Montana’s June 2 primary delivered an unusually turbulent night for Republican state senators, with two incumbent officeholders losing their races — the highest single-year total of Senate incumbent defeats since 2010. The results reflect ongoing fallout from a party dispute that began during the opening of last year’s legislative session.

Censure and Its Consequences

The losses trace back to a break within the Republican caucus during the 2025 Montana Legislature. Nine GOP senators sided with Democrats on procedural rule changes at the start of that session, drawing sharp backlash from party leadership. The Montana Republican Party censured all nine of them in April 2025, setting the stage for primary challenges in the districts up for election this cycle.

Of those nine senators, five represented districts on the 2026 ballot. One — Shelley Vance — sought another Senate term and was defeated decisively, losing to challenger Caleb Hinkle by a margin of 74 percent to 26 percent. Two others, Jason Ellsworth and Bruce Gillespie, opted to run for state House seats rather than defend their Senate positions. The remaining two censured senators, Wendy McKamey and Russel Tempel, did not file for either chamber.

Vance’s Defeat and a Warning to Her Party

Vance did not go quietly. After her loss, she pushed back against what she described as a narrowing of Republican identity, characterizing herself as “a Reagan Republican” and a proponent of a broad-based party. She warned that moving in a more exclusionary direction “would be a huge mistake” and suggested it could ultimately fracture the party’s coalition.

The lopsided margin of her loss — nearly three to one — suggests the district’s primary electorate was not receptive to her argument, at least in 2026.

The Broader Picture in the Legislature

Republicans entered this election cycle holding commanding majorities in both chambers: a 32-to-18 edge in the Senate and a 58-to-42 margin in the House. The primary results are unlikely to threaten those margins in the general election, given Montana’s current partisan lean, but they do signal continued tension over what kind of Republicanism dominates in Helena.

Term limits add another layer of complexity to the legislative map. Montana law bars legislators from serving more than eight years in a single chamber within any sixteen-year window, pushing some long-serving lawmakers to run in the other chamber rather than step away entirely.
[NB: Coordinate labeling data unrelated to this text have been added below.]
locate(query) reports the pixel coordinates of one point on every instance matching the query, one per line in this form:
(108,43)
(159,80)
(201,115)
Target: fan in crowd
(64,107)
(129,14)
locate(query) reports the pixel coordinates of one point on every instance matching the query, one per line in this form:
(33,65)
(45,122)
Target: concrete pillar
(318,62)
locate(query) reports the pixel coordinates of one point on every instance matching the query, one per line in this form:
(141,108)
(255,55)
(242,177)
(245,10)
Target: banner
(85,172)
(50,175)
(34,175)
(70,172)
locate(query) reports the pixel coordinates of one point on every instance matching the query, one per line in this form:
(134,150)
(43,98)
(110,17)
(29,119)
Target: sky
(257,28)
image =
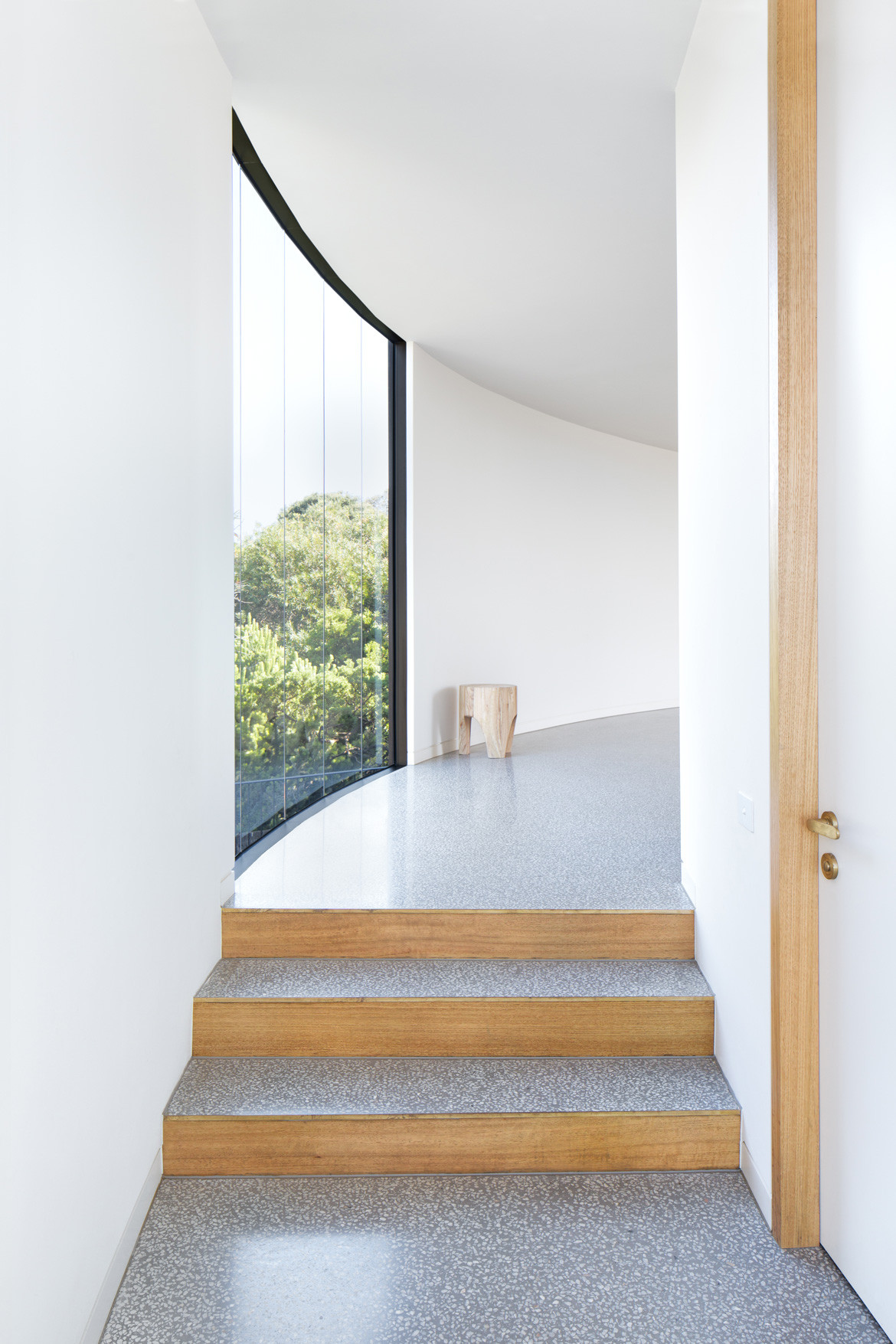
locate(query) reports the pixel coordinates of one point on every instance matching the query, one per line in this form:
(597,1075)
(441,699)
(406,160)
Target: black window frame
(262,181)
That dynamic shaped several of this cycle’s races, with state representatives entering contests in eight of the nine districts considered competitive.

The four censured senators who chose not to seek re-election in the Senate accounted for roughly 40 percent of all retiring Republicans in that chamber, an outsized share that itself reflects how deeply the 2025 procedural dispute disrupted the caucus.

What Comes Next

Primary winners in both parties will face off in the November 3 general election. The results will determine the composition of the 2027 Legislature, which will handle redistricting fallout, budgeting, and whatever policy agenda Governor Greg Gianforte or a successor sets. Montana’s congressional delegation is also navigating a busy federal calendar, with Senator Steve Daines recently focused on tax and financial policy at the federal level.

For now, Tuesday’s results underscore that the intraparty conflict that defined the 2025 session has carried real electoral consequences — at least for those who ran for re-election and faced a primary electorate that sided with the party establishment.